Fandi tak berkata lagi, saat itu tubuh Indah luruh.

Gadis itu demam tinggi.

Mau tak mau Fandi pun memanggil beberapa teman Indah yang ternyata bekerja di kantor yang sama.

“Tolong urus dia.” Fandi memberi obat yang sudah dia beli di apotek.

“Mas Fandi gak nungguin Indah?” tanya seorang teman Indah.

“Gak, saya harus pulang.” Fandi berlalu begitu saja.

Saat mobilnya sudah menjauh dari tempat tinggal Indah, ponsel Fandi berdering.

Senyumnya lebar, saat tahu sang istri yang menghubungi.

“Halo Sayang,” sapa Fandi mesra.

“Halo, Mas … Umi dan Fera di rumah. Segeralah pulang, jangan singgah ke tempat lain dulu.” Suara Irena pelan, tetapi begitu mengandung makna bagi Fandi.

“Siap Ibu Bos!”

*

Irena tak menyangka, siang itu di kala dirinya merenung di kamar. Sang asisten rumah tangga mengetuk pintu kamarnya.

Dengan malasnya Irena beranjak.

“Ada apa?” tanya Irena ketus.

“Maaf, Nyonya. Di bawah ada mertua Nyonya bersama Ipar Nyonya, Mbak Fera.” Asisten rumah tangga yang kerap dipanggil Mbok itu bergegas turun dan menyiapkan hidangan tanpa menunggu perintah dari Irena.

Wanita cantik itu segera mengganti pakaiannya dengan dress cantik serta menggunakan make up tipis. Bibirnya dipoles lipstik merah kesukaannya.

Parfum kesukaannya pun menambah meyakinkan penampilan Irena.

“Assalamualaikum, Nak Mantu. Ya Allah, umi pangling Nak. Kamu semakin cantik saja,” sapa sang mertua.

Dipeluknya Irena dengan erat, layaknya ibu dan anak.

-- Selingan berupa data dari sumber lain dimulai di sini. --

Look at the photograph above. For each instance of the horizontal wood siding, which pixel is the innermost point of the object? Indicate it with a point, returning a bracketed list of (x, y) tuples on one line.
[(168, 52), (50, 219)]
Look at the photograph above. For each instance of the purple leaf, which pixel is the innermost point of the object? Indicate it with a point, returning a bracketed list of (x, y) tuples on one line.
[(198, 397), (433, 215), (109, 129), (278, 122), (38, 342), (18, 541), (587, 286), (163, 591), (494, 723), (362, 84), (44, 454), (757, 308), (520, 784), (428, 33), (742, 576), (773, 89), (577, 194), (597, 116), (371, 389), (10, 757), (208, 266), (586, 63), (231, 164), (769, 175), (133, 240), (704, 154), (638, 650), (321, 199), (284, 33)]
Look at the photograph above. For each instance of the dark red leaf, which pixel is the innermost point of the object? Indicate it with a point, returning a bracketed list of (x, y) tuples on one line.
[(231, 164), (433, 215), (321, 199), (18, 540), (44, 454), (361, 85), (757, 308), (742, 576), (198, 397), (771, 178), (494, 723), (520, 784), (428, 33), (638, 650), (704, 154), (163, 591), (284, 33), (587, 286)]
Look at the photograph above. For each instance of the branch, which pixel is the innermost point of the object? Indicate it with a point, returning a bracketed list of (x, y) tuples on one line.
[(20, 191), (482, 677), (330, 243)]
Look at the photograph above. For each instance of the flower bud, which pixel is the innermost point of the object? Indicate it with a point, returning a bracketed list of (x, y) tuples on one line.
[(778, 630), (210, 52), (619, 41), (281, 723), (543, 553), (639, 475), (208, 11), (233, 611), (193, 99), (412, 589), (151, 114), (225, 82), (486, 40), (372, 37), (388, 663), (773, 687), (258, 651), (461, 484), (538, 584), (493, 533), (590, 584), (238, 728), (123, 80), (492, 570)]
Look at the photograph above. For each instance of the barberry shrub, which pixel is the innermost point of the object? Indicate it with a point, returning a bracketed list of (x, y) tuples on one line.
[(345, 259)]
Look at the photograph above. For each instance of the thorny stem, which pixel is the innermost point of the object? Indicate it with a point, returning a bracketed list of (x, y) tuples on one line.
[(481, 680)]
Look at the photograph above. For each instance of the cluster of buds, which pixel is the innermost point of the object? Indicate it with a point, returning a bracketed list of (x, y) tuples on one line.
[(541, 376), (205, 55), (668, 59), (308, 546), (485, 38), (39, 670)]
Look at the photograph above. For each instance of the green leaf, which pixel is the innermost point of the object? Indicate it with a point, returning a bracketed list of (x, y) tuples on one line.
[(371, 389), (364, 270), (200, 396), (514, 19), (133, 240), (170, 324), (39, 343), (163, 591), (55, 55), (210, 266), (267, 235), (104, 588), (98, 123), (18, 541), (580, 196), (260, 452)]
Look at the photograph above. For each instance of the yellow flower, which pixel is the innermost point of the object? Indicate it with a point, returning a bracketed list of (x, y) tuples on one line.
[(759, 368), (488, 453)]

“Wa’alaikumsalam Umi, alhamdulillah Irena sama Mas Fandi sehat. Rejeki lancar, semua karena doa Umi yang tak putus untuk kami.” Irena menuntun mertuanya duduk di sofa empuk.

Disapanya Fera juga Wisnu, sepasang suami istri.

“Mbak makin cantik saja, Fera jadi pengen bisa bersolek kayak Mbak,” puji sang adik ipar.

Di depan mereka semua, Irena bisa menyembunyikan pilu hatinya.

Dirinya tersenyum, tertawa, bahkan heboh kala mendengar cerita mertua dan adik iparnya.

“Apa umi merepotkan, Nak? Datang gak bilang-bilang?” Mertua Irena mengusap punggung tangan sang menantu.

“Gak Um, lagian Irena juga lagi istirahat,” tanggap Irena lemah lembut.

“Umi gak tenang, sudah tiga hari ini umi gak bisa tidur. Jika tertidur pun selalu bermimpi buruk. Umi bermimpi, menantu umi yang cantik ini tengah menangis seorang diri.” Diusapnya pipi Irena.

“Hm, mungkin karena ada dia.” Irena menunjuk ke arah perutnya.

Membuat heboh mertua dan sang ipar. Saat yang sama, ibu dan ayah Irena datang setelah mendengar kabar dari Irena mengenai kedatangan sang mertua.

“Besan, bagaimana kabarnya? Kenapa gak bilang kalau mau kemari. Biar saya yang jemput.” Begitulah akrabnya orang tua Irena dan orang tua Fandi.

Meski berbeda status sosial, tak membuat keluarga Irena membedakan keluarga Fandi.

Meski memang Irena lebih condong ke keluarganya sendiri.

Mereka bersiap makan malam, di saat yang sama Fandi datang dan langsung memeluk ibunya.

Bertemu dengan sang ibu, serta mendengar alasan ibunya rela jauh-jauh datang ke kota tempat dirinya tinggal. Membuat hati Fandi terenyuh.

Kembali rasa sesal telah menyakiti Irena mencuat. Kala dilihatnya sang istri begitu baik pada ibunya.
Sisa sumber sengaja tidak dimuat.